Par visioconférence, les membres du Comité de politique monétaire (CPM) de la Banque des États de l’Afrique centrale (BEAC), institut d’émission des six États de la CEMAC (Cameroun, Congo, Gabon, Guinée équatoriale, Tchad et RCA), se sont réunis le 27 mars 2020. Il était question d’apporter une réponse à la crise du Coronavirus, qui sévit dans le monde et frappe de plein fouet les pays de cet espace communautaire.

Selon le communiqué officiel rendu public au terme des travaux, la Banque centrale des États de la CEMAC a activé de nombreux leviers, pour pouvoir favoriser le financement des États et des Banques, qui devraient à leur tour oxygéner les entreprises, dont les activités sont affectées par la crise du Coronavirus.

D’abord, apprend-on, la BEAC baisse deux de ses trois taux directeurs. Ainsi, le taux d’intérêt des appels d’offres (Tiao), qui permet traditionnellement aux banques de se refinancer hebdomadairement sur le marché monétaire, baisse de 25 points de base, passant de 3,5 à 3,25%. Le taux de facilité de prêt marginal, qui permet aux banques de se refinancer sous 24 heures auprès de la Banque centrale, lui, passe de 6 à 5%.

En plus de l’élargissement de la gamme des effets admis comme « collatéral » pour garantir les opérations de refinancement, grâce aux deux mesures d’assouplissement susmentionnées, les banques commerciales disposent donc de marges de manœuvre plus souples pour obtenir de la liquidité sur le marché monétaire. Elles devront utiliser cette liquidité pour financer à leur tour les économies de la CEMAC, à travers les crédits aux entreprises et aux particuliers (et même aux États, NDLR), à des taux révisés, souhaite la Banque centrale.
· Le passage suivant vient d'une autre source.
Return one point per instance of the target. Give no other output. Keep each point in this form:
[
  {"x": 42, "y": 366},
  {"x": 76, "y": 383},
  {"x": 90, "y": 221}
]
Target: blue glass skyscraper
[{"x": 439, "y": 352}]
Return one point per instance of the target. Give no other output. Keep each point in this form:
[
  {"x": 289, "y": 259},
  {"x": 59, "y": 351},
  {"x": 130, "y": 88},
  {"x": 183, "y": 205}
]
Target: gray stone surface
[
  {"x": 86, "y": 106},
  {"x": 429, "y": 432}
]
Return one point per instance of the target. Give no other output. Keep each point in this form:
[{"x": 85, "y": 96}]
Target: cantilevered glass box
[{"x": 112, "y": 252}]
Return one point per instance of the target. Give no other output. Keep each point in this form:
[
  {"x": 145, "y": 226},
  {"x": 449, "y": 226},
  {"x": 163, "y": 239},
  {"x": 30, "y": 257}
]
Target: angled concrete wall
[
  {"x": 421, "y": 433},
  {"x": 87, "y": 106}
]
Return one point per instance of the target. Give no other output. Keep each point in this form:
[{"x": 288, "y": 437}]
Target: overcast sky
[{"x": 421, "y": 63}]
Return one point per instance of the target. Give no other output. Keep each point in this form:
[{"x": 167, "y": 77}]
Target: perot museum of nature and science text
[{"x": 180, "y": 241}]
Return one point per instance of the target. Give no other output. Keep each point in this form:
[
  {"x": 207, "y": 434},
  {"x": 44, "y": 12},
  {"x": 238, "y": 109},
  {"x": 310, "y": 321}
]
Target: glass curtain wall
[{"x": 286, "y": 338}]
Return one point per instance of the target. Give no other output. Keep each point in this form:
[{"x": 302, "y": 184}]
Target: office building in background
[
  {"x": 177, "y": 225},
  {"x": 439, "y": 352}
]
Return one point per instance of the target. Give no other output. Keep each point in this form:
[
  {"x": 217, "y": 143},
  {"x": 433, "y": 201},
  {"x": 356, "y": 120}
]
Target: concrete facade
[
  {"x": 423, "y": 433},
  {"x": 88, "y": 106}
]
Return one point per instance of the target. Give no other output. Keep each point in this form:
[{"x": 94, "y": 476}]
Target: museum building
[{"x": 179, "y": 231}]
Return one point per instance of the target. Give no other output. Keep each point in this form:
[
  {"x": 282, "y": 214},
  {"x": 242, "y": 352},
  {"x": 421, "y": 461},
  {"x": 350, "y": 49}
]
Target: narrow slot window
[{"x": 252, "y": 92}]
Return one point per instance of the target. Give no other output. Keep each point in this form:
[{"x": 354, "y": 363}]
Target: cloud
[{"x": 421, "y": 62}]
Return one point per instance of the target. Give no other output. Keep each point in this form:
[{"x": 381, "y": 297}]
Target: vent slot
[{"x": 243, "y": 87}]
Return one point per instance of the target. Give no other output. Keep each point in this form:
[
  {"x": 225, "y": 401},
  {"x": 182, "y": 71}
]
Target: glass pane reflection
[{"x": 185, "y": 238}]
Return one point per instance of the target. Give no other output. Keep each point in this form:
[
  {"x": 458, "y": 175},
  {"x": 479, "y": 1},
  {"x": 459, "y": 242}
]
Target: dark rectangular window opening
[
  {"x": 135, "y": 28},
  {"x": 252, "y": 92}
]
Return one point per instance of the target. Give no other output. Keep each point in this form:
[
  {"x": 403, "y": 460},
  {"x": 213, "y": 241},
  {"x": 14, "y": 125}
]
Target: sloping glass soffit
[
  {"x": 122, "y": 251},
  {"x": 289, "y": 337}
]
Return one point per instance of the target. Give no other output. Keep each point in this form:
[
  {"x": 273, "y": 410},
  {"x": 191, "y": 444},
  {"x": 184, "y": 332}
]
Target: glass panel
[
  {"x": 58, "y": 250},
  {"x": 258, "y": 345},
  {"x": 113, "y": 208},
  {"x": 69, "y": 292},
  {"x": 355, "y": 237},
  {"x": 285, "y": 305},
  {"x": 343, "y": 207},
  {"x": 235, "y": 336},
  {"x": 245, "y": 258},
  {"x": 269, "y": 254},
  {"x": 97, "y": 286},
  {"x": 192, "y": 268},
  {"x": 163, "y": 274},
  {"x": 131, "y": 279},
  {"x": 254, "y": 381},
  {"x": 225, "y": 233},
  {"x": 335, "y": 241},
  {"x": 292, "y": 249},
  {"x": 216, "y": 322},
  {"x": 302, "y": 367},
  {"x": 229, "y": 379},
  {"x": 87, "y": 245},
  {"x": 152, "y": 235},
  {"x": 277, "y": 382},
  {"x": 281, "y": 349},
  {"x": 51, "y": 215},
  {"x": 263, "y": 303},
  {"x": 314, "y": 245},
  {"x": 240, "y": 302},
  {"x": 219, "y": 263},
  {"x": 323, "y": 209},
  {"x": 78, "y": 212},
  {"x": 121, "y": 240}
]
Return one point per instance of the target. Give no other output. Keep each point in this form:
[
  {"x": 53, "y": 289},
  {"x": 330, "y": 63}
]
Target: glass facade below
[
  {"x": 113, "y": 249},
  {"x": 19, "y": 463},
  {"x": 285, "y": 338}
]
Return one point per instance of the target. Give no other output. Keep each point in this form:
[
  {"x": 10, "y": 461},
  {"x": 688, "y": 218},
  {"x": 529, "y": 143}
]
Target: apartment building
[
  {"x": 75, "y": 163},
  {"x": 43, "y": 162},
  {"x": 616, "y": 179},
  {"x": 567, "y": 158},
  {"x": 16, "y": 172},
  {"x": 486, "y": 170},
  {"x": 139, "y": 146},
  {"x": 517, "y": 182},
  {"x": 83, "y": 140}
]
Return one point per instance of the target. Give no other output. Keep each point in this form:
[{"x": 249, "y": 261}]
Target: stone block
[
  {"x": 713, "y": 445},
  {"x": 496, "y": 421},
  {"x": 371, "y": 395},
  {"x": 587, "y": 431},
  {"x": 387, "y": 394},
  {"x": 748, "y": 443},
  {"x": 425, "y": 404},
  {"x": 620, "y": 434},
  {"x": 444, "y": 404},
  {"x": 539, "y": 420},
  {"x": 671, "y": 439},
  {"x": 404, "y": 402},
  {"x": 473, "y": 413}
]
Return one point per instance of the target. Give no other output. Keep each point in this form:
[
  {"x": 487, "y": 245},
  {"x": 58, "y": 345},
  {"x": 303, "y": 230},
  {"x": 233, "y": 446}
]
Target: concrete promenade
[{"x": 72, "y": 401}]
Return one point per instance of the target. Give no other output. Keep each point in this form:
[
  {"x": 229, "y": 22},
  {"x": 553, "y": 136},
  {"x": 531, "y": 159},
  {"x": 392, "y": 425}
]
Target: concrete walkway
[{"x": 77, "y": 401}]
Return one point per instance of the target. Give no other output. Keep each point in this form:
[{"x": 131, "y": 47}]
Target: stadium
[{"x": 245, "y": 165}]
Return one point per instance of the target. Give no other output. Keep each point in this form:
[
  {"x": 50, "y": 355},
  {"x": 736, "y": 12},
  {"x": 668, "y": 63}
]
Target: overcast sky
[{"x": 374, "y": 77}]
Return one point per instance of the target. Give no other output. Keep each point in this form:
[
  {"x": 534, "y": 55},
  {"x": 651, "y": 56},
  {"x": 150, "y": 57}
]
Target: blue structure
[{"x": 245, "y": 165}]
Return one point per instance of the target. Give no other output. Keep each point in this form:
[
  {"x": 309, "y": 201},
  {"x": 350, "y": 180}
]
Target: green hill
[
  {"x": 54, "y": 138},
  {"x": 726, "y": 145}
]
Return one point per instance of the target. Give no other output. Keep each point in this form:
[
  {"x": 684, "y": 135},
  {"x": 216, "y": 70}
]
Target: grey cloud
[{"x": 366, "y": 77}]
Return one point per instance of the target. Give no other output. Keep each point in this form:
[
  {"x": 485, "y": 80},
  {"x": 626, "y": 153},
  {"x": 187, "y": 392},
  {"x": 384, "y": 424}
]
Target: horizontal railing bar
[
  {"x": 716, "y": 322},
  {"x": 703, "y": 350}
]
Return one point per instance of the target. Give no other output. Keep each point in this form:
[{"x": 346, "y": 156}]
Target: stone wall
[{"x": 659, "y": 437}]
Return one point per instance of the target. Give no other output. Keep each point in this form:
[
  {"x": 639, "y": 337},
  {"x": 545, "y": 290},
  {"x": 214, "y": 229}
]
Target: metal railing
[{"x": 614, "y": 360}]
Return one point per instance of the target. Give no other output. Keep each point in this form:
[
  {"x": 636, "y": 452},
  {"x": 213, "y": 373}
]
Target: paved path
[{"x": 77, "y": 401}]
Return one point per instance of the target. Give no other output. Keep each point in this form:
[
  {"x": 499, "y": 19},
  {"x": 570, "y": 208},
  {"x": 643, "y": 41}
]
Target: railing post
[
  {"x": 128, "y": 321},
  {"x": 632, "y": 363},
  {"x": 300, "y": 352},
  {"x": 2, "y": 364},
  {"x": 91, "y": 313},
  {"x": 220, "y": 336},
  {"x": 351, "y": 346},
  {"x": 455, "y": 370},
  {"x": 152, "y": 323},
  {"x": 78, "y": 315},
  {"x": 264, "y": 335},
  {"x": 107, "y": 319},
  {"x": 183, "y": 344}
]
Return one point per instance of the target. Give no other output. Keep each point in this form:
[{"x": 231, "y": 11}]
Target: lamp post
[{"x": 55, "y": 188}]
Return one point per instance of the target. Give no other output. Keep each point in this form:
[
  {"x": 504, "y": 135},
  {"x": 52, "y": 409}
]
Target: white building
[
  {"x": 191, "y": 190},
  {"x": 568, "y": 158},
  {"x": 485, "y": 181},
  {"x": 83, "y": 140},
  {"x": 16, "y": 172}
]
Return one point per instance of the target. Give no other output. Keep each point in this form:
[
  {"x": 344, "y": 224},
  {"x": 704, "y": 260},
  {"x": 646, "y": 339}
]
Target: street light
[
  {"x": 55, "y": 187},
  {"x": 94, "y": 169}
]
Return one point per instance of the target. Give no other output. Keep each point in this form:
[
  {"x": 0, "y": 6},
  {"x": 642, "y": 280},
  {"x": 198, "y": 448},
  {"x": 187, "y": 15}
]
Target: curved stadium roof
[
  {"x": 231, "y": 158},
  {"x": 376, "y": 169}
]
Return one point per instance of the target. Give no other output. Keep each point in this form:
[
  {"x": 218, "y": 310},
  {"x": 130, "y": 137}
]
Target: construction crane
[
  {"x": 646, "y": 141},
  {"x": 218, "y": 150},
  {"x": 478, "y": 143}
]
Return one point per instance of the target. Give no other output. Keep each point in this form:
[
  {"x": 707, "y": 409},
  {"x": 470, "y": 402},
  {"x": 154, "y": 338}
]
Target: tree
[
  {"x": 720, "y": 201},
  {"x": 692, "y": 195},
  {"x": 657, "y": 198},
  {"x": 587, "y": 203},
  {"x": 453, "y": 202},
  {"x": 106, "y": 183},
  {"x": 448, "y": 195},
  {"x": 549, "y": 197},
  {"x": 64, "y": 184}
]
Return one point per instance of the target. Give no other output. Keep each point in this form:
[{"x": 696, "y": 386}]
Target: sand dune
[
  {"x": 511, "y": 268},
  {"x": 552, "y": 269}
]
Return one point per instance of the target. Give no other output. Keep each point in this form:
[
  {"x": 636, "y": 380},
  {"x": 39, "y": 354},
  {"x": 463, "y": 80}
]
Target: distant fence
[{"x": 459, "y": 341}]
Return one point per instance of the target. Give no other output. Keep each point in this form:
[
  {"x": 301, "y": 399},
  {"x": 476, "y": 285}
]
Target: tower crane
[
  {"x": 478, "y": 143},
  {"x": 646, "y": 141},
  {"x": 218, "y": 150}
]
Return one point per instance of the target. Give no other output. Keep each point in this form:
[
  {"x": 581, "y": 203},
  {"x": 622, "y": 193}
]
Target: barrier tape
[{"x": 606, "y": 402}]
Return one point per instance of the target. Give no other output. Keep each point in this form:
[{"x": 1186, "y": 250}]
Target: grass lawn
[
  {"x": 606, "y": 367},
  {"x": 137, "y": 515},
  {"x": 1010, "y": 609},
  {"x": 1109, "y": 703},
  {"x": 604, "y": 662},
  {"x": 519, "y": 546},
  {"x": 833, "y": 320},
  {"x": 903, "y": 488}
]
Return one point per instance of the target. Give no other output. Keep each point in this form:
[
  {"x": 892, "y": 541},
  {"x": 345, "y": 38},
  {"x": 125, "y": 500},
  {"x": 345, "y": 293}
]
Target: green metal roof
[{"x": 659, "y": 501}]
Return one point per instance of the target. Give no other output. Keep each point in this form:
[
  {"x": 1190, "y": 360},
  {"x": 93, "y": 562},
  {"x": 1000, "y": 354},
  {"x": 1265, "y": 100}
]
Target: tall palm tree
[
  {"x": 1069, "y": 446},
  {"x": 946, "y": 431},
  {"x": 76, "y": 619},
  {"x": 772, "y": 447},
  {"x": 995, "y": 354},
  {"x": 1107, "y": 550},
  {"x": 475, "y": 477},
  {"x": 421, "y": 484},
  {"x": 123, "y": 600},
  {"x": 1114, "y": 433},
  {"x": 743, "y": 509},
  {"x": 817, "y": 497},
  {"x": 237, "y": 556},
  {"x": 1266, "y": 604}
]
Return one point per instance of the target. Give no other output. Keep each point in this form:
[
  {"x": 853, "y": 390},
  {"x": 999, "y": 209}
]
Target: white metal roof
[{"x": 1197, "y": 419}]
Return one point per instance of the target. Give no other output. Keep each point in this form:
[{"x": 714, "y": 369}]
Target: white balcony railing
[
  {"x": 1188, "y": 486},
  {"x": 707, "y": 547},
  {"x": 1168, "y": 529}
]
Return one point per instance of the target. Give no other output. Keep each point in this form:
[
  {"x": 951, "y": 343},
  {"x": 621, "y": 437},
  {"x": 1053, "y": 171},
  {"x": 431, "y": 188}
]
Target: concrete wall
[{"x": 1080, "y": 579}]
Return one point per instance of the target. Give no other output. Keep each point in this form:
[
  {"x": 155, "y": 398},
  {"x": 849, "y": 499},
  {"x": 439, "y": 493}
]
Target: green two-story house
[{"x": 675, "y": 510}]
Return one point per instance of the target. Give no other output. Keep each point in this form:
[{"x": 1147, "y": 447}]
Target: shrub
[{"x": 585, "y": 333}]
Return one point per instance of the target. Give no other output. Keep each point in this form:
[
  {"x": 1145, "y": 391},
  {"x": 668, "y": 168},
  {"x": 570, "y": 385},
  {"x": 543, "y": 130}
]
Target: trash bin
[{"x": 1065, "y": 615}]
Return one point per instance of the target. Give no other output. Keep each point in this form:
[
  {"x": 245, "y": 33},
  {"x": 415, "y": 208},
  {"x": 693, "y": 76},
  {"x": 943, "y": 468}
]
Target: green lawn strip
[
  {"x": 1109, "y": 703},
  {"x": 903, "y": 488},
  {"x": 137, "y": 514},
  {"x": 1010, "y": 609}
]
Ensuite, pour doper encore plus la liquidité bancaire, la BEAC, en plus d’avoir suspendu ses ponctions hebdomadaires dans les coffres forts des banques, se relance plutôt dans une opération d’injection de liquidités dans le système bancaire de la CEMAC. Ainsi, apprend-on, la Banque centrale annonce une hausse des injections de liquidités dans les banques, dont le volume passe de 240 à 500 milliards de FCFA. Ce montant peut être relevé « en cas de besoin », précise le communiqué final du CPM du 27 mars 2020.

Comme nous apprend Brice R. Mbodiam dans un article d’investir au Cameroun paru le 11 Mai 2020, les banques ne sont pas les seuls bénéficiaires des mesures d’assouplissement de la politique monétaire décidées lors du dernier CPM de la BEAC. Aux États, la Banque centrale promet l’assouplissement des conditions d’émission des valeurs du Trésor sur le marché des titres, devenu depuis 2015 un important pourvoyeur de financements aux États de la CEMAC, avec la chute des cours mondiaux du brut et l’accumulation des déficits publics dans certains États.

De même, la BEACse propose d’œuvrer auprès des instances compétentes, afin d’obtenir un rééchelonnement d’un an du remboursement des crédits consolidés de la Banque centrale sur les États. Cette mesure permettra de desserrer l’étau de la dette autour des Trésors publics de la CEMAC, qui disposeront ainsi davantage de liquidités pour financer la croisade contre le Coronavirus.